I myślisz, że zainteresują nas perypetie gimnazjalisty? Odpowiedź brzmi nie.
Tak to jest jak się jest gówniarzem/gówniarą z tatuażem.
Było poczekać z tatuażami aż skończysz mieć mleko pod nosem.
Co wy chcecie od tej dziewczyny? Jest albo dorosła albo prawie dorosła (liceum w końcu). Chce mieć tatuaż, stać ją, to ma. Zawiść? Ja w życiu bym ucznia nie wyrzucił ze sprawdzianu gdyby mi ten tatuaż pokazał (tak, jestem nauczycielem).
pełnoletnia, nie dorosła :)
Jak lubi niech ma, zawsze lepszy napis niż tribal nad procą ze stringów.
Tu nie chodzi o to ile ma lat tylko o fakt żalenia się tym jakże interesującym wydarzeniem. Kogo to obchodzi? Dla mnie może mieć tatuaż nawet na czole. Dała się potraktować jak dziecko i to jest żałosne, a nie fakt posiadania tatuażu tak jak napisał to jakiś burak powyżej. Ja za taką akcję pojechałbym to samego Ministerstwa Edukacji by udupić pajaca.
Dziwię się, że piszecie takie rzeczy. Przecież ten portal właśnie służy do opisywania takich zdarzeń, co nie?
Nauczyciel wpisał Ci jedynkę za ściąganie? Proszę, opowiedz nam, jak bardzo ciężkie masz życie.
"Pare"latek temu moj kolega z gim odgrazal sie nauczycielce, ze se wytatuluje sciage na rece i ta nic nie bedzie mogla mu zrobic (tak dla jaj). Dzieki za przypomnienie starych dobrych czasow;p
Nie wiem, dlaczego się czepiacie dziewczyny. Tatuaż jak kolczyk, ktoś chce mieć to jego/jej sprawa.
Faktem jest, że zarówno nauczyciel, jak i dyrektor przesadzili z reakcją.
PS Mogłaś powiedzieć, że jesteś lesbijką i oskarżyć ich o homofobię.
Jestem w 3 klasie liceum i ta jedynka sprawiła, że nie zdałam tego przedmiotu na półrocze, przez co mogę mieć problemy z maturą którą będę zdawała w kwietniu. Nauczyciel niedawno nas zaczął uczyć i jeszcze niewiele osób zna.
Nie jestem gówniarą, 18 skończyłam, akurat ten tatuaż przypomina mi o moich dwóch braciach którzy zginęli i wypadku dwa lata temu -.- także pomyślcie zanim coś napiszecie
@t - sprawa została zgłoszona i jest rozpatrywana :)
@Autorka: Od tej jednej jedynki nie zdalas na polrocze? No a skoro jedynka za "sciaganie"to nie powinna wplynac na wynik matury, wszakze wiedze potrzebna do zaliczenia tesu posiadalas, prawda?

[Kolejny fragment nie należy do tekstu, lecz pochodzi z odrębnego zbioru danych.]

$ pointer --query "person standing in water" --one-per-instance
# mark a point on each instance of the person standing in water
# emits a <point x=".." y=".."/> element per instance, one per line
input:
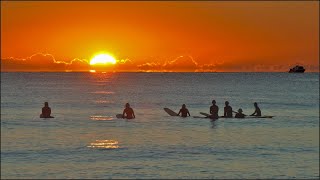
<point x="227" y="110"/>
<point x="128" y="112"/>
<point x="239" y="114"/>
<point x="184" y="111"/>
<point x="214" y="109"/>
<point x="257" y="111"/>
<point x="46" y="111"/>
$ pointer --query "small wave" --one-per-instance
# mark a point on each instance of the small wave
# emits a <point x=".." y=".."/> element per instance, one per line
<point x="105" y="144"/>
<point x="102" y="92"/>
<point x="103" y="102"/>
<point x="101" y="118"/>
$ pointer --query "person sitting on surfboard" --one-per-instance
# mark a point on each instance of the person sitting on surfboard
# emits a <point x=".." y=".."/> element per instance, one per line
<point x="184" y="111"/>
<point x="239" y="114"/>
<point x="257" y="111"/>
<point x="214" y="110"/>
<point x="46" y="111"/>
<point x="128" y="112"/>
<point x="227" y="110"/>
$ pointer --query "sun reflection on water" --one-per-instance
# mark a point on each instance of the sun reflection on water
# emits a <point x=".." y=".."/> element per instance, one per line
<point x="104" y="144"/>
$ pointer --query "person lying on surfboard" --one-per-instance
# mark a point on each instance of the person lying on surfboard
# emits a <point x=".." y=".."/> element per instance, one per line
<point x="128" y="112"/>
<point x="257" y="111"/>
<point x="239" y="114"/>
<point x="214" y="110"/>
<point x="184" y="111"/>
<point x="46" y="111"/>
<point x="227" y="110"/>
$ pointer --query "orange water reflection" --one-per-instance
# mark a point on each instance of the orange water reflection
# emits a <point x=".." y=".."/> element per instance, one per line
<point x="101" y="118"/>
<point x="104" y="144"/>
<point x="103" y="92"/>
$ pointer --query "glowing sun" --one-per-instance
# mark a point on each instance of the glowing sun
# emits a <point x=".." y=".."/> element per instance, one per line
<point x="102" y="59"/>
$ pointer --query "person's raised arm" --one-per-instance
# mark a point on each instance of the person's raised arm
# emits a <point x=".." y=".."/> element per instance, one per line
<point x="124" y="111"/>
<point x="134" y="116"/>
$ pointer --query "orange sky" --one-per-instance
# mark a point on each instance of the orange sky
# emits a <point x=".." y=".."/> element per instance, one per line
<point x="160" y="36"/>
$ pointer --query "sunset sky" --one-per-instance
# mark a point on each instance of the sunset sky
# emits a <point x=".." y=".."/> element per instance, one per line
<point x="209" y="36"/>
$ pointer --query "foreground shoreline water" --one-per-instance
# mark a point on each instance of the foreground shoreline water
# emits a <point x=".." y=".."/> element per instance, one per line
<point x="85" y="140"/>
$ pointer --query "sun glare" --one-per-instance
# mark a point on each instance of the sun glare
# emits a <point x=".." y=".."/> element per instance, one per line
<point x="102" y="59"/>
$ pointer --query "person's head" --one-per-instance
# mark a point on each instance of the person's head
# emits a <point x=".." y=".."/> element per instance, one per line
<point x="127" y="105"/>
<point x="213" y="101"/>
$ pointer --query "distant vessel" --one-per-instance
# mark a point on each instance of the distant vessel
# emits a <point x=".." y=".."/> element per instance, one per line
<point x="297" y="69"/>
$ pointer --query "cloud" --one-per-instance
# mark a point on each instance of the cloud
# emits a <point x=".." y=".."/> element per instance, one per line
<point x="177" y="64"/>
<point x="42" y="62"/>
<point x="78" y="65"/>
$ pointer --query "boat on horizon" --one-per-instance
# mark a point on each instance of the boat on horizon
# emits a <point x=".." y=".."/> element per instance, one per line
<point x="297" y="69"/>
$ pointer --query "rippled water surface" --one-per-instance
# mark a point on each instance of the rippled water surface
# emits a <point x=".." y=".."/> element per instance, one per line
<point x="86" y="140"/>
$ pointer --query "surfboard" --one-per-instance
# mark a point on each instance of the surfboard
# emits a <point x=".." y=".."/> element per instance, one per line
<point x="258" y="116"/>
<point x="170" y="112"/>
<point x="205" y="114"/>
<point x="45" y="117"/>
<point x="119" y="115"/>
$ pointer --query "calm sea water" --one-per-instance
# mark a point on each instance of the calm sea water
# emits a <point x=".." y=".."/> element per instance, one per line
<point x="86" y="140"/>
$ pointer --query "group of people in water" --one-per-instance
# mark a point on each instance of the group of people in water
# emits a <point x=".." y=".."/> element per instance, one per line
<point x="214" y="109"/>
<point x="128" y="112"/>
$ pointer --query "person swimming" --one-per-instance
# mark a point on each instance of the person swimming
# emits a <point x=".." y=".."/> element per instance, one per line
<point x="46" y="111"/>
<point x="257" y="111"/>
<point x="239" y="114"/>
<point x="227" y="110"/>
<point x="128" y="112"/>
<point x="184" y="111"/>
<point x="214" y="109"/>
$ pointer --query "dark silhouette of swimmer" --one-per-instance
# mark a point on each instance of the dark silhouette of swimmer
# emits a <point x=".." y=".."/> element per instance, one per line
<point x="214" y="110"/>
<point x="128" y="112"/>
<point x="184" y="111"/>
<point x="227" y="110"/>
<point x="239" y="114"/>
<point x="46" y="111"/>
<point x="257" y="111"/>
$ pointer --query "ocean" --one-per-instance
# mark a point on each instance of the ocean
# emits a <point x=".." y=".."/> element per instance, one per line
<point x="86" y="140"/>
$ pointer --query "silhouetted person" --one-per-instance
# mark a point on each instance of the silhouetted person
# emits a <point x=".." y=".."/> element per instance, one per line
<point x="214" y="110"/>
<point x="227" y="110"/>
<point x="239" y="114"/>
<point x="257" y="111"/>
<point x="128" y="112"/>
<point x="46" y="111"/>
<point x="184" y="111"/>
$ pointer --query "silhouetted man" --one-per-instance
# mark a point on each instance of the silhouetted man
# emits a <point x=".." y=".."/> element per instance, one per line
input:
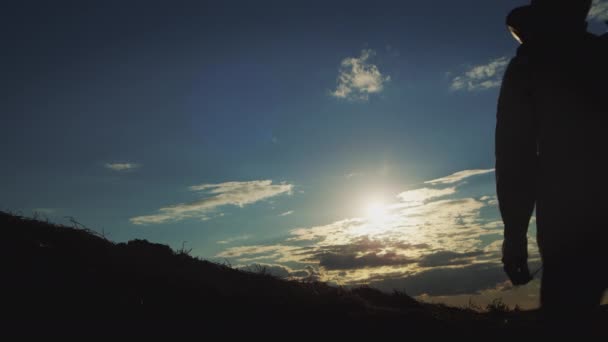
<point x="551" y="152"/>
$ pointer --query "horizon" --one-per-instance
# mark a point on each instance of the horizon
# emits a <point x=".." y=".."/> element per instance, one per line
<point x="347" y="143"/>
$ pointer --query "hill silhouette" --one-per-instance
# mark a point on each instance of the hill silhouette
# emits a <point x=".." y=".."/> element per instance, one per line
<point x="61" y="280"/>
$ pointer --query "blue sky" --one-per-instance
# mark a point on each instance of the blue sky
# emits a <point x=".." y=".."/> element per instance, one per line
<point x="303" y="135"/>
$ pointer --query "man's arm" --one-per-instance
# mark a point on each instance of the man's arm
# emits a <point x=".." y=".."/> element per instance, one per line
<point x="516" y="158"/>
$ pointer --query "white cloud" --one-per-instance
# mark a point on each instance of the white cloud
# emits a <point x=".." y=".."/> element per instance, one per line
<point x="425" y="236"/>
<point x="234" y="239"/>
<point x="353" y="175"/>
<point x="458" y="176"/>
<point x="481" y="77"/>
<point x="420" y="196"/>
<point x="229" y="193"/>
<point x="358" y="78"/>
<point x="599" y="11"/>
<point x="122" y="166"/>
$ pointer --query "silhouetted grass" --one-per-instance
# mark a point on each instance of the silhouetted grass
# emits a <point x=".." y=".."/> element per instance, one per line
<point x="63" y="280"/>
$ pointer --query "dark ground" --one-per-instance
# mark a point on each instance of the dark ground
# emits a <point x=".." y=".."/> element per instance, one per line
<point x="60" y="280"/>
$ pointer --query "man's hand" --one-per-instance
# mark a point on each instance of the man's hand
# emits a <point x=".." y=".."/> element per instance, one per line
<point x="515" y="261"/>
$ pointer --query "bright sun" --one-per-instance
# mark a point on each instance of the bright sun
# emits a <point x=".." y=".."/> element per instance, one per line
<point x="376" y="211"/>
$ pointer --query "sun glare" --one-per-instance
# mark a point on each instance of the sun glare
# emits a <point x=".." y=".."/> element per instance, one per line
<point x="376" y="211"/>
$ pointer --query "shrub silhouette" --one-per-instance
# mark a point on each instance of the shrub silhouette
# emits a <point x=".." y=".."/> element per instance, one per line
<point x="62" y="280"/>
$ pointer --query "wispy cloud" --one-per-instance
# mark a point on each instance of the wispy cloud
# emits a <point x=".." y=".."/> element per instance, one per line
<point x="359" y="78"/>
<point x="442" y="229"/>
<point x="353" y="175"/>
<point x="481" y="77"/>
<point x="599" y="11"/>
<point x="217" y="195"/>
<point x="458" y="176"/>
<point x="122" y="166"/>
<point x="235" y="239"/>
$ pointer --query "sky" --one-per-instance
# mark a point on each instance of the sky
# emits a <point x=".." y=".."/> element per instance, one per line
<point x="345" y="141"/>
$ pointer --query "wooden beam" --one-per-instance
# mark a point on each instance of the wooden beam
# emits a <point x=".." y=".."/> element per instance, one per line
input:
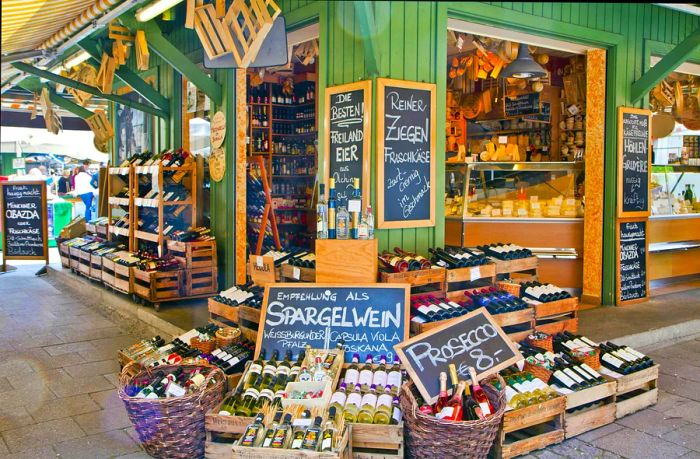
<point x="175" y="58"/>
<point x="89" y="89"/>
<point x="666" y="65"/>
<point x="129" y="77"/>
<point x="364" y="14"/>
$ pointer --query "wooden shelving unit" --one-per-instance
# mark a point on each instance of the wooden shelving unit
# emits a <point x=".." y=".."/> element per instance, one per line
<point x="117" y="179"/>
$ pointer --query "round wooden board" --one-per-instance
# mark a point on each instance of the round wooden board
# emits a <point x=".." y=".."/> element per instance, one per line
<point x="217" y="164"/>
<point x="218" y="129"/>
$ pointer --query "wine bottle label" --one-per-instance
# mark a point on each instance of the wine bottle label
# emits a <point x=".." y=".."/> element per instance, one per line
<point x="365" y="377"/>
<point x="394" y="378"/>
<point x="568" y="382"/>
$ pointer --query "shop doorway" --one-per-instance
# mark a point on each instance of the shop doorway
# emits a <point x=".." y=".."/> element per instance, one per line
<point x="524" y="142"/>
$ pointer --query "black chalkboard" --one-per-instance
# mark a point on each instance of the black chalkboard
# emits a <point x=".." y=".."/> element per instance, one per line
<point x="348" y="139"/>
<point x="406" y="151"/>
<point x="24" y="222"/>
<point x="370" y="318"/>
<point x="632" y="261"/>
<point x="473" y="340"/>
<point x="633" y="185"/>
<point x="524" y="104"/>
<point x="544" y="117"/>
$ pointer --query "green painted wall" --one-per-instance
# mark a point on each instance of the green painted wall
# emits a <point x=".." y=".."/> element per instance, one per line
<point x="411" y="44"/>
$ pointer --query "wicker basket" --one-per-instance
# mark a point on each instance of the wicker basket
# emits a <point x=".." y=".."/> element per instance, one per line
<point x="545" y="343"/>
<point x="427" y="436"/>
<point x="538" y="371"/>
<point x="172" y="427"/>
<point x="227" y="336"/>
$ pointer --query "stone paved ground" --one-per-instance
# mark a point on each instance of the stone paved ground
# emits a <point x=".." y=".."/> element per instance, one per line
<point x="58" y="374"/>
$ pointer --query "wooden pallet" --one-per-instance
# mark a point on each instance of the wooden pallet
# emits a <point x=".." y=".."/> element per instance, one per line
<point x="195" y="254"/>
<point x="423" y="281"/>
<point x="201" y="281"/>
<point x="157" y="286"/>
<point x="459" y="279"/>
<point x="531" y="428"/>
<point x="557" y="316"/>
<point x="636" y="391"/>
<point x="578" y="421"/>
<point x="95" y="267"/>
<point x="289" y="273"/>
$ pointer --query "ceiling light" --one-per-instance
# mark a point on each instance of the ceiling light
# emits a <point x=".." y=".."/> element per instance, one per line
<point x="76" y="59"/>
<point x="524" y="66"/>
<point x="154" y="9"/>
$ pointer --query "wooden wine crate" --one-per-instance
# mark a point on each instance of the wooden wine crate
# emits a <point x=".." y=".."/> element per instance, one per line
<point x="289" y="273"/>
<point x="636" y="391"/>
<point x="194" y="254"/>
<point x="531" y="428"/>
<point x="155" y="286"/>
<point x="201" y="281"/>
<point x="557" y="316"/>
<point x="578" y="421"/>
<point x="95" y="267"/>
<point x="346" y="261"/>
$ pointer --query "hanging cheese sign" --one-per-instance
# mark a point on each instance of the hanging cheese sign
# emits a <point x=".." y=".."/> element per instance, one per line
<point x="218" y="129"/>
<point x="217" y="164"/>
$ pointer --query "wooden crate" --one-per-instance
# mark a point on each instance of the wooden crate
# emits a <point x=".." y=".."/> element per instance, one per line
<point x="531" y="428"/>
<point x="346" y="261"/>
<point x="556" y="316"/>
<point x="195" y="254"/>
<point x="289" y="273"/>
<point x="579" y="421"/>
<point x="636" y="391"/>
<point x="95" y="267"/>
<point x="156" y="286"/>
<point x="201" y="281"/>
<point x="424" y="281"/>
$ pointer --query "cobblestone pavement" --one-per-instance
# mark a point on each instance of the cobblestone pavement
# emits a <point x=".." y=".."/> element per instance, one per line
<point x="58" y="374"/>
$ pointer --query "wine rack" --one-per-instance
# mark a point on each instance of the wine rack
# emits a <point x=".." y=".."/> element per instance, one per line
<point x="118" y="179"/>
<point x="261" y="221"/>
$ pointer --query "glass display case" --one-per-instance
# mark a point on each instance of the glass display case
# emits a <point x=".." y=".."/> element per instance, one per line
<point x="674" y="190"/>
<point x="524" y="190"/>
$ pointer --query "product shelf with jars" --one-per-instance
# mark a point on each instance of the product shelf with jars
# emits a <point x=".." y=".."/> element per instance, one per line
<point x="532" y="204"/>
<point x="674" y="239"/>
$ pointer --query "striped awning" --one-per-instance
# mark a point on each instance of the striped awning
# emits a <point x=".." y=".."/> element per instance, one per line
<point x="26" y="24"/>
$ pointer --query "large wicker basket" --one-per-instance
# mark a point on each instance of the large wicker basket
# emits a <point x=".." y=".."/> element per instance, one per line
<point x="427" y="436"/>
<point x="172" y="427"/>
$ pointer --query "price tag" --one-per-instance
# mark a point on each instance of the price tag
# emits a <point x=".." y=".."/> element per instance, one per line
<point x="354" y="205"/>
<point x="474" y="273"/>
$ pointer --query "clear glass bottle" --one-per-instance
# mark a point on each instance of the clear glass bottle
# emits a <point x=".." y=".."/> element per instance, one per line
<point x="342" y="223"/>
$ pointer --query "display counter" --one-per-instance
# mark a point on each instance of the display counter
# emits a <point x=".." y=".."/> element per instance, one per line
<point x="674" y="229"/>
<point x="537" y="205"/>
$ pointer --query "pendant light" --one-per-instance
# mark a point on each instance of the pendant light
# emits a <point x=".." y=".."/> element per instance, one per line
<point x="524" y="66"/>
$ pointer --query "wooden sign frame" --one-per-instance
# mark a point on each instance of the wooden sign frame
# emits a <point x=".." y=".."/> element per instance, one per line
<point x="621" y="213"/>
<point x="382" y="84"/>
<point x="451" y="323"/>
<point x="296" y="285"/>
<point x="618" y="266"/>
<point x="366" y="86"/>
<point x="44" y="217"/>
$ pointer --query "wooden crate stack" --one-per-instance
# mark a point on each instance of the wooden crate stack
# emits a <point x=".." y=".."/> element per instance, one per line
<point x="530" y="428"/>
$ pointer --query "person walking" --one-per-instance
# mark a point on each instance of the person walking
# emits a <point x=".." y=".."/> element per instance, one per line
<point x="85" y="191"/>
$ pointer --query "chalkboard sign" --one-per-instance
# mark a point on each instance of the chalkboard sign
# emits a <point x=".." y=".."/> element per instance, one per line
<point x="632" y="261"/>
<point x="348" y="126"/>
<point x="473" y="340"/>
<point x="370" y="318"/>
<point x="24" y="222"/>
<point x="634" y="157"/>
<point x="544" y="117"/>
<point x="405" y="154"/>
<point x="524" y="104"/>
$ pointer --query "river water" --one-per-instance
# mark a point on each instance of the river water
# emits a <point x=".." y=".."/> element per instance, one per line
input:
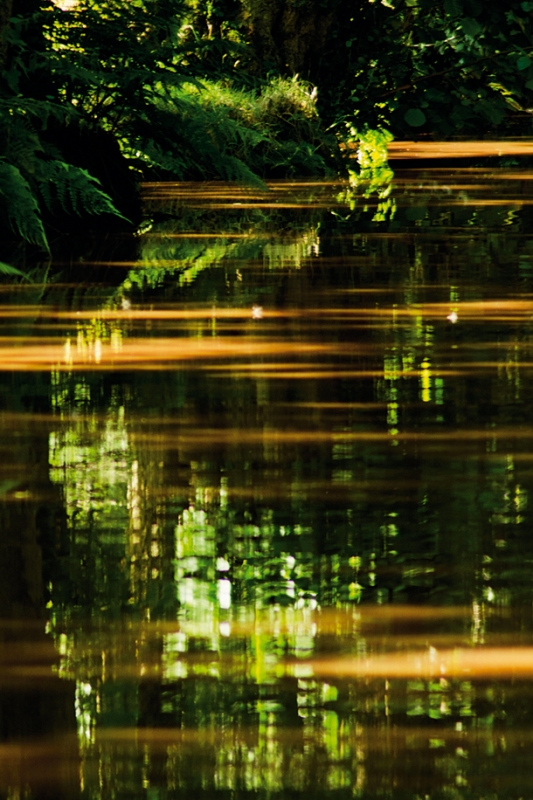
<point x="265" y="493"/>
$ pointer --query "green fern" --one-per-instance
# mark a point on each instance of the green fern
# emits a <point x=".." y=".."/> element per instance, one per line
<point x="7" y="269"/>
<point x="73" y="188"/>
<point x="22" y="207"/>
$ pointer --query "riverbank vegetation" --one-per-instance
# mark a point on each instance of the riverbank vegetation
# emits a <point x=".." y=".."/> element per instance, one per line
<point x="96" y="96"/>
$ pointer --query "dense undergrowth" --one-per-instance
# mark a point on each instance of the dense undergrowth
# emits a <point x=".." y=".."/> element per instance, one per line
<point x="97" y="95"/>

Przyznaj sie, musialas juz wczesniej narozrabiac, skoro i nauczyciel, i dyrektor maja do ciebie takie podejscie.
Współczuję Ci autorko, też jestem w klasie maturalnej ale na szczęście u mnie nauczyciele są bardziej liberalni i nie czepiają się głupot, tylko skupiają się na jak najlepszym przygotowaniu nas do matury :)
Też jestem w liceum, podobnie jak autorka, ale równie męski narząd rozrodczy mnie obchodzi ta historyjka, co resztę tu komentujących. Jesteś potwornie niedojrzała, jeśli żalisz się w internecie takimi błahostkami i oczekujesz, że ludzie poklepią cię po ramieniu i pocieszą. Musisz to po prostu przyjąć "na klatę"i przeć dalej.
A ja jestem po stronie dyrekcji i nauczyciela. W szkole powinien obowiązywać skromny strój, żadnych makijaży, kolczyków na twarzy czy widocznych tatuaży. Jak sobie głupio zrobiłaś tatuaż i nie zasłaniasz go to ponosisz tego konsekwencje. Nie ważne co on przedstawia i dla Ciebie znaczy, nie wazne ze masz 18 lat, moim zdaniem za tatuaz w widocznym miejscu powinni wywalić cie ze szkoły albo nakazać zasłanianie go. Jezeli nie rozumiesz mojego podejścia, to nieprawdopodobnej musisz pożegnać sie z jakąkolwiek sensowną pracą. Poza tym jak jedna pała może uwalić cie z przedmiotu? Wychodzi na to, że liczyłaś na 2.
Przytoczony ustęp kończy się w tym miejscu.